Inspector-General of Intelligence and Security
- In office 1996–2004
- Preceded by: None (office established)
- Succeeded by: Paul Neazor

4th Chief Justice of the Cook Islands
- In office 2000–2005
- Preceded by: Peter Quilliam
- Succeeded by: David Williams

Queen's Representative to the Cook Islands
- In office 14 November 2000 – 9 February 2001
- Monarch: Elizabeth II
- Prime Minister: Sir Terepai Maoate
- Preceded by: Sir Apenera Pera Short
- Succeeded by: Sir Frederick Tutu Goodwin

Personal details
- Born: 24 February 1929 (age 97)

= Laurence Greig =

New Zealand lawyer and jurist

Laurence Murray Greig (born 24 February 1929) is a New Zealand lawyer and jurist. He served as Chief Justice of the Cook Islands, a judge of the High Court of New Zealand, and as Inspector-General of Intelligence and Security.

Greig was born in Edinburgh, Scotland, and was educated at George Watson's College. He moved to Dunedin, New Zealand with his family as a teenager in 1946. He studied law at the University of Otago, then worked for Crown solicitors for five years before joining Bell Gully as a commercial lawyer. He was appointed as a judge of the High Court of New Zealand in 1979. He retired from the bench in May 1996.

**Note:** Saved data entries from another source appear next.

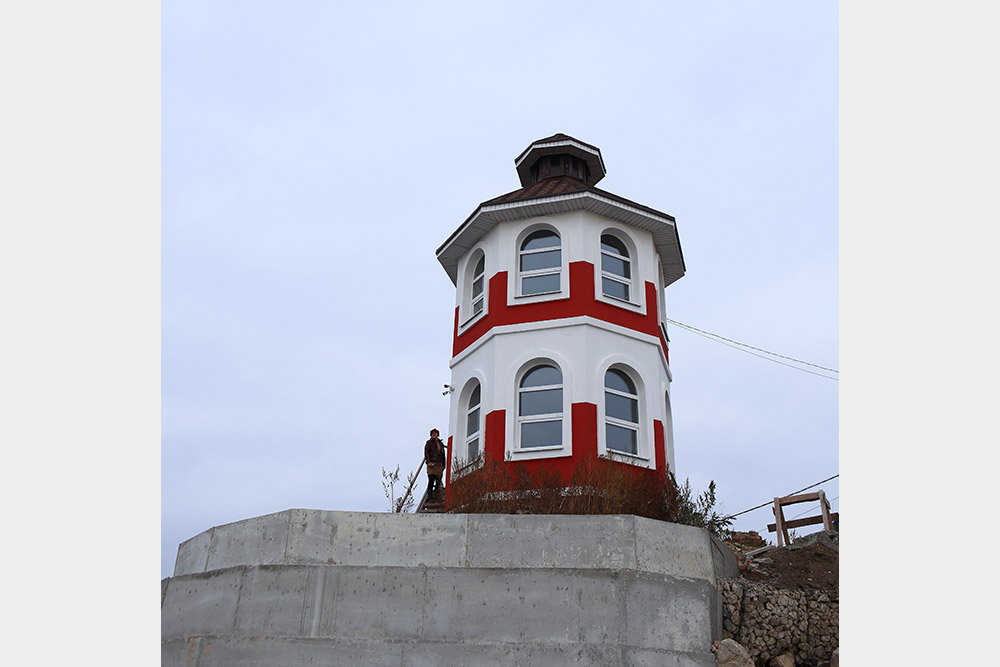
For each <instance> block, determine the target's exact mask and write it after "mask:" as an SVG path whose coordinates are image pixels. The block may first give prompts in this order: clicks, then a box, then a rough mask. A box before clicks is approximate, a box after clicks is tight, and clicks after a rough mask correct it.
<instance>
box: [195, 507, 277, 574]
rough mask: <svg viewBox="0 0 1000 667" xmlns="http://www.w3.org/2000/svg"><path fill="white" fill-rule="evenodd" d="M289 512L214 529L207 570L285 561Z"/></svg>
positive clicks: (213, 530)
mask: <svg viewBox="0 0 1000 667" xmlns="http://www.w3.org/2000/svg"><path fill="white" fill-rule="evenodd" d="M288 519H289V511H288V510H285V511H284V512H276V513H274V514H265V515H264V516H258V517H254V518H253V519H246V520H244V521H237V522H235V523H227V524H225V525H223V526H216V527H215V528H214V529H213V530H212V540H211V543H210V545H209V548H208V560H207V563H206V565H205V571H206V572H210V571H212V570H217V569H221V568H225V567H234V566H237V565H266V564H271V563H281V562H283V561H284V555H285V543H286V541H287V539H288Z"/></svg>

==Inspector-General of Intelligence and Security==

Greig was appointed the inaugural Inspector-General of Intelligence and Security upon retiring from the High Court in 1996. He was appointed for a further three-year term in 1999, and again in 2003. As Inspector-General, Greig investigated the actions of the New Zealand Security Intelligence Service in burgling the home of anti-free-trade activist Aziz Choudry and found them to be "lawful, reasonable and justified". In 2003, while he was responsible for reviewing the security risk certificate against Algerian refugee Ahmed Zaoui he gave an interview to the New Zealand Listener in which he said that if it were up to him, Zaoui would be "outski" on the next plane and that "we don't want lots of people coming in on false passports thrown down the loo on the plane, saying, 'I'm a refugee, keep me here'." In March 2004 he resigned after the High Court found that he had displayed apparent bias and disqualified him from the Zaoui case. He was replaced as Inspector-General by Paul Neazor.